Condition is critical. I won’t touch cracked examples. I once bought a pristine jadeite Piaget that cracked during shipping. They're delicate, so beware!
If you're curious, Dennison recently launched some handsome stone-dial watches for under £600. I have one myself—it gets a lot of wrist time.
RM:
Definitely leveling out. Piaget stone dial prices shot up quickly, but they were arguably too cheap for too long. Bargains existed not long ago, but things feel a bit “toppy” now.
That said, a clean stone dial Day-Date with no flaws will always command strong prices. And again—it all comes down to condition and the trustworthiness of the seller. Stick to those rules, and you’re unlikely to overpay.
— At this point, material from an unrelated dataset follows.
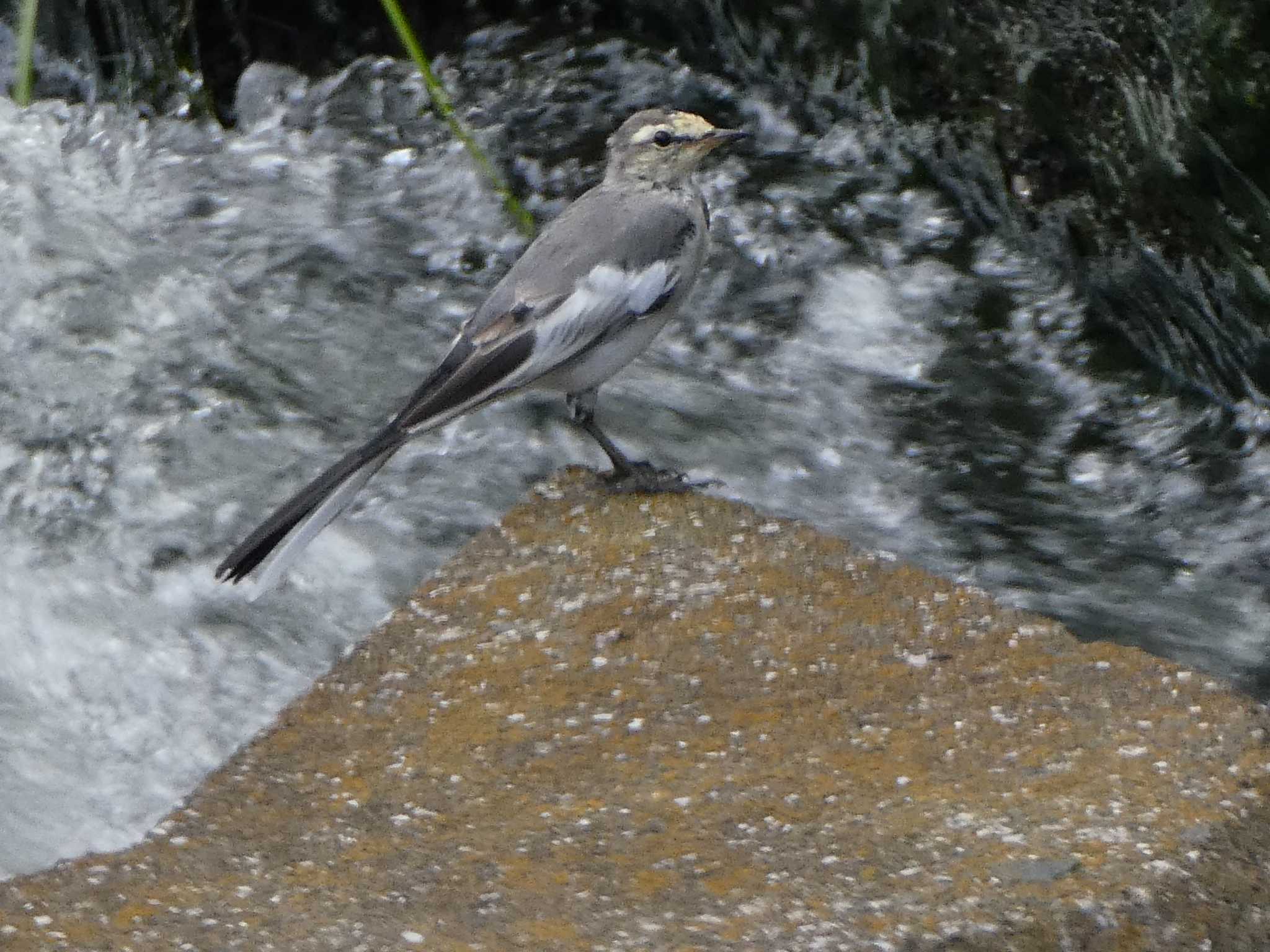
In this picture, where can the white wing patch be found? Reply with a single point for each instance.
(603, 301)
Most worn watch of the past year?
AS:
My Cartier London Tank. I wore it nearly every day until late 2024, when I sold it to a great collector in the States. I was sad to see it go, but it was the right moment. Cartier London watches are highly coveted now—and rightly so. In my opinion, they represent the pinnacle of Cartier’s output.
It’s both amazing and a bit painful to think about what I used to buy and sell them for just five or six years ago.
RM:
My Rolex Daytona Reference 6239. It’s a personal piece that I’ll never part with. For me, it’s about as close to perfection as it gets.
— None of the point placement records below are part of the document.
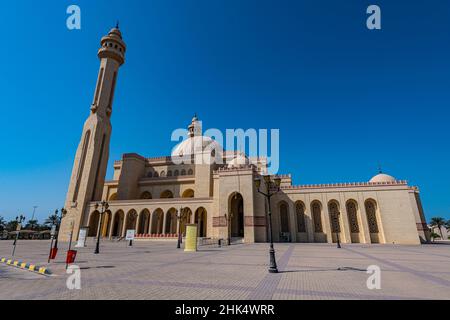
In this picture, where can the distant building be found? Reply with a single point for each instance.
(146, 193)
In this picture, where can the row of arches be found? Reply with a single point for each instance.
(353, 216)
(170, 173)
(166, 194)
(146, 222)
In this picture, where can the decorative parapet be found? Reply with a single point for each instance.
(244, 167)
(165, 159)
(346, 185)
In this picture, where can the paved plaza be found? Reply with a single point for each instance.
(157, 270)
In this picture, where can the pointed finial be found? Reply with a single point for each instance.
(380, 170)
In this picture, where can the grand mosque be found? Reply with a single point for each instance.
(157, 197)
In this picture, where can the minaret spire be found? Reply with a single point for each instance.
(91, 160)
(380, 170)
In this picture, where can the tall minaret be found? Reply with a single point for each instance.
(89, 169)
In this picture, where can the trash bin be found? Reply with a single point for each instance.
(71, 255)
(53, 253)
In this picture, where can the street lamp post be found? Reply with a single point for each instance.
(19, 221)
(58, 223)
(270, 184)
(105, 207)
(180, 216)
(338, 241)
(228, 218)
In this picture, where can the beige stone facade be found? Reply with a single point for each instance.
(147, 194)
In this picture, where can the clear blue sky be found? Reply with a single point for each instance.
(343, 97)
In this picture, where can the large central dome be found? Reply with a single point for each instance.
(196, 143)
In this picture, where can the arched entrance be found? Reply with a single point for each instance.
(371, 211)
(131, 220)
(117, 224)
(106, 224)
(157, 221)
(144, 221)
(352, 213)
(186, 219)
(236, 205)
(333, 209)
(171, 221)
(201, 221)
(189, 193)
(285, 233)
(166, 194)
(93, 224)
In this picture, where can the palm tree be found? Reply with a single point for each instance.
(447, 225)
(11, 225)
(438, 222)
(52, 220)
(2, 223)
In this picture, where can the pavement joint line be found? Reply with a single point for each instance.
(269, 284)
(423, 275)
(26, 266)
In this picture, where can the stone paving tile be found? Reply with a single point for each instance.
(157, 270)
On thinking about style and daily wear
When you’re getting dressed, do you think about how your watch complements your personal style? And do clients ask for advice on matching their watch to their wardrobe?
AS:
The true icons are incredibly versatile. A vintage Calatrava, Daytona, or Tank looks just as good styled with a jumper for a Sunday roast as it does with a dinner jacket at an event.
Most customers already know what fits their style, so I don’t get asked that too often—unless it’s advice for a specific project, like a film or photoshoot.
RM:
I’m lucky—most of my clients are already confident and refined in their style, so I don’t need to interfere!
For my own wardrobe—think heritage wear, lots of Drake’s and Ralph Lauren, and (far too many) visits to Clutch Café in London—a vintage watch always fits right in. The real question isn’t which watch will work, but rather: which one am I willing to sacrifice and leave in the safe today?
The Dennison stone watches are a cool tip. I like the malachite.